O exemplo a seguir irá ajudar a explicar melhor este assunto: se um homem está correndo em seu carro e não dirige com segurança vindo a causar um acidente, ele é culpado e deve ser chamado a prestar contas, e se ele citar o decreto divino como desculpa, a desculpa não será aceita; porém se o carro de uma pessoa é atingido enquanto estava estacionado, alguém o culpa e ele responde citando o decreto divino (al-qadar), nesse caso será aceitável, a menos que ele estivesse estacionado em local proibido.
O ponto é que tudo o que uma pessoa faz e qualquer escolha que faça não pode ser desculpada citando al-qadar, mas tudo o que está além de sua vontade e de seu controle pode ser corretamente atribuído ao al-qadar.

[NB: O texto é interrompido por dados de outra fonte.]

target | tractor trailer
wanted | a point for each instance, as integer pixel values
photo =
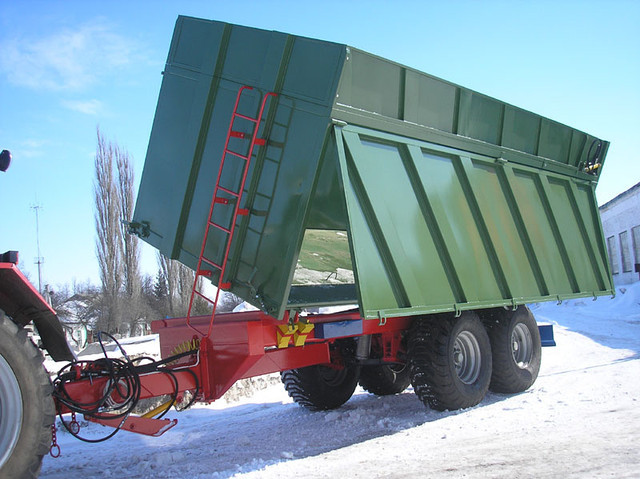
(439, 213)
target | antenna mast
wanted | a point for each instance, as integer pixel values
(39, 259)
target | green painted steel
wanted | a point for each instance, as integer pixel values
(451, 200)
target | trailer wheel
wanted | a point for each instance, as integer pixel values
(385, 379)
(26, 405)
(516, 349)
(450, 361)
(319, 388)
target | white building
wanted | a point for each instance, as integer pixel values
(621, 224)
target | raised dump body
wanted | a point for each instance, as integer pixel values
(450, 200)
(367, 183)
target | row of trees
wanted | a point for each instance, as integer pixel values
(126, 300)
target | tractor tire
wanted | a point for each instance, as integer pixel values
(26, 406)
(320, 388)
(450, 361)
(516, 349)
(386, 379)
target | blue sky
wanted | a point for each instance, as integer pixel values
(67, 67)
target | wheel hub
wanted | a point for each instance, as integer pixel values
(521, 345)
(10, 411)
(466, 357)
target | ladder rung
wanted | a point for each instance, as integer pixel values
(203, 296)
(244, 157)
(254, 120)
(209, 262)
(228, 191)
(220, 227)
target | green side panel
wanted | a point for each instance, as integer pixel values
(438, 229)
(451, 199)
(207, 65)
(380, 94)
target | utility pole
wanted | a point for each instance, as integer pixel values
(39, 260)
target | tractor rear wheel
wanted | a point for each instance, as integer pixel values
(386, 379)
(450, 360)
(319, 388)
(516, 349)
(26, 405)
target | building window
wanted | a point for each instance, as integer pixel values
(624, 251)
(613, 254)
(635, 234)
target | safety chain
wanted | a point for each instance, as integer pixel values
(74, 425)
(54, 450)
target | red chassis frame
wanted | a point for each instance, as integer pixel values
(241, 345)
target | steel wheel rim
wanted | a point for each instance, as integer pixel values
(521, 345)
(10, 411)
(467, 357)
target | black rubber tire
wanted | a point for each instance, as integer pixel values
(517, 353)
(23, 365)
(385, 379)
(320, 388)
(434, 346)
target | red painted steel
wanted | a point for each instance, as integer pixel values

Por isso, Adão e Moisés (que a paz esteja com eles) discutiram, conforme descrito no Hadith do Profeta (que a paz e as bênçãos de Deus estejam sobre ele), que narra: "Adão e Moisés discutiam. Moisés disse: 'Sois Adão, cujo pecado causou-lhe a expulsão do Paraíso?' Adão respondeu: 'Sois Moisés, a quem Allah escolheu para conversar e para transmitir Sua mensagem; estás me culpando por algo que Allah decretou para mim antes de eu ter sido criado?' Entao, Adão venceu a argumentação com Moisés" (Narrado por Muslim, 2652).
Adão (que a paz esteja com ele) não citou o decreto divino (al-qadar) como desculpa para seu pecado, como pode imaginar aquele que não refletir sobre o significado do Hadith, e Moisés (que a paz esteja com ele) não culpou Adão por seu pecado, porque ele sabia que Adão havia se arrependido, e seu Senhor aceitou seu arrependimento e o guiou – e aquele que se arrepende do pecado é como quem nunca pecou.
Se Moisés tivesse culpado Adão pelo seu pecado, ele teria respondido: "Eu pequei, mas me arrependi, e Allah aceitou meu arrependimento", ou teria dito: "Tu, ó Moisés, também matou uma alma, e jogou a Tábua" e assim por diante. Em vez disso, Moisés se referia à calamidade e Adão respondeu, referindo-se ao decreto divino (al-qadar). Veja al-Ihtijaaj bi'l-Qadar por Sheikh al-Islam Ibn Taymiyah, 18-22.
Qualquer calamidade é divinamente decretada, temos que aceitá-la, pois isso faz parte da plena aceitação de Allah como o Único Senhor. No que diz respeito aos pecados, ninguém tem o direito de pecar; se o individuo comete um pecado, deve se arrepender e pedir perdão e, em face às calamidades, deve ser paciente. Sharh al-Tahhaawiyyah, 147.
Nota:
Alguns estudiosos afirmaram que aquele que se arrepende do pecado cometido pode se justificar citando al-qadar, e se alguém acusá-lo por um pecado do qual se arrependeu, ele pode, sim, referir-se ao decreto divino nesta situação.
Se perguntarmos a pessoa que se arrependeu: "Por que você fez isso?" E ele responde dizendo: "Isso aconteceu pela vontade de Allah, mas eu me arrependi e pedi perdão," isso é aceitável porque nessa situação, o pecado é como uma calamidade que se abateu sobre ele – e ele não mencionou o decreto divino como uma desculpa, mas referiu-se à calamidade que ocorreu, que é a desobediência a Allah. Sem dúvida, o pecado é um tipo de calamidade; ele está se referindo ao al-qadar depois que o pecado aconteceu e ele admitiu seu pecado. Assim, ninguém tem o direito de condenar quem se arrepende do seu pecado. O que importa é a lição que a pessoa aprendeu no final, não os erros que cometeu no início.
E Allah sabe mais.
Veja A'lam al-Sunnah al-Manshurah, 147; al-Qada' wa'l-Qadar fi Daw' il-Kitab wa'l-Sunnah do Sheikh Dr. 'Abd al-Rahman al-Mahmoud; al-Iman bi'l-Qada' wa'l-Qadar do Sheikh Muhammad al-Hamd; e o resumo pelo al-Sheikh Sulayman al-Khurashi da crença de Ahl al-Sunnah em al-Qadar como discutido em seu livro Turki'l-Hamd fi Mizan Ahl al-Sunnah.